A bill that was heard April 22 by a California Senate panel requiring insurers to cover mold will create affordability and availability problems across all property/casualty lines of business, according to the Alliance of American Insurers.

“As it currently stands, SB 1763 would make it difficult for insurers to seek exclusions on mold coverage as an ensuing loss,” Peter Gorman, vice president of the Alliance’s Western Region, remarked, in a letter to members of the California Senate Insurance Committee. “By mandating mold coverage, the bill would strip away an insurer’s ability to accurately underwrite property/casualty risks at a fair price, ultimately impacting solvency.”

SB 1763 would require all property liability insurance policies to cover mold as an ensuing loss. It also would create a duty on all insurers to disclose whether “mold is reasonably believed to have ensued from a covered loss.”

Although the bill permits insurers to exclude mold as a non-covered peril, it sets such high standards for exclusionary language as to be unattainable or unenforceable.

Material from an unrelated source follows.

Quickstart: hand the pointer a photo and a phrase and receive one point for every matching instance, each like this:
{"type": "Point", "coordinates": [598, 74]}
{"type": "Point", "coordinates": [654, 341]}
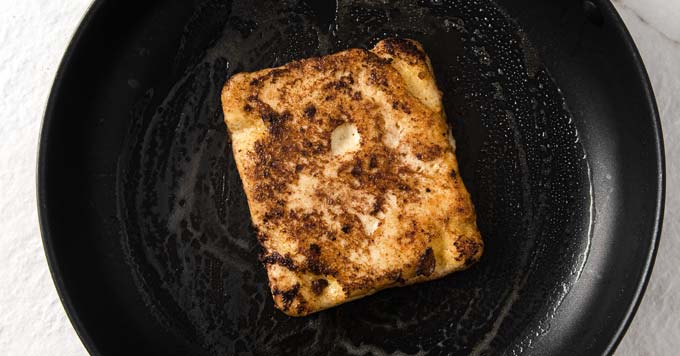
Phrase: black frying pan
{"type": "Point", "coordinates": [146, 227]}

“It is often difficult, if not impossible, to express exclusions ‘clearly, explicitly and in readily understandable terms,’ as called for in the bill in a manner that will meet both this test and the scrutiny of prior case law,” Gorman wrote to the panel. “The result will be judicial overrule of policy language in favor of the injured. The Alliance believes that this imposes an unfair contractual disadvantage on the insurer and should not be expressed in a statute, exposing insurers to bad faith allegations.”

Gorman also characterized as “unreasonable” the bill’s requirement that insurers inform customers when they have “reason to suspect” that mold is likely to be present or results from a given claim. “SB 1763 creates a subjective standard that invites further bad faith allegations that an insurer ‘should have known’ that mold was present or would be present,” he wrote. “This is clearly an unreasonable burden to place on insurers. It would result in insurers having to conduct expensive laboratory testing in an effort to protect themselves. The net effect of SB 1763 would be to dramatically increase premiums for both residential and commercial property coverages.”

Following the hearing Monday, Gorman remarked, “As I understand it, the bill will be amended to limit exposures to exclude auto only; substitute the ‘exposures to perils’ language to ‘exposures to covered losses,’ add specific exclusion language to be used in policies, remove agents from disclosure requirements, and clean up the disclosure requirements for insurers to limit bad faith actions.”

According to Gorman, “It seems the intent of the Committee is to prohibit total mold damage exclusions, according to court decisions covering ‘proximate cause’ losses here in California. The author indicated that, of the 74 carrier exclusions filed for HO lines, 47 were for total exclusions. These are presumed to be in force, even though the Commissioner does not officially ‘approve’ or ‘disapprove’ them. He has only requested rate credit reductions of 1 to 3 percent for some of them. The bill was left ‘on call’ for insufficient votes, but we expect it will go out with these committee amendments.”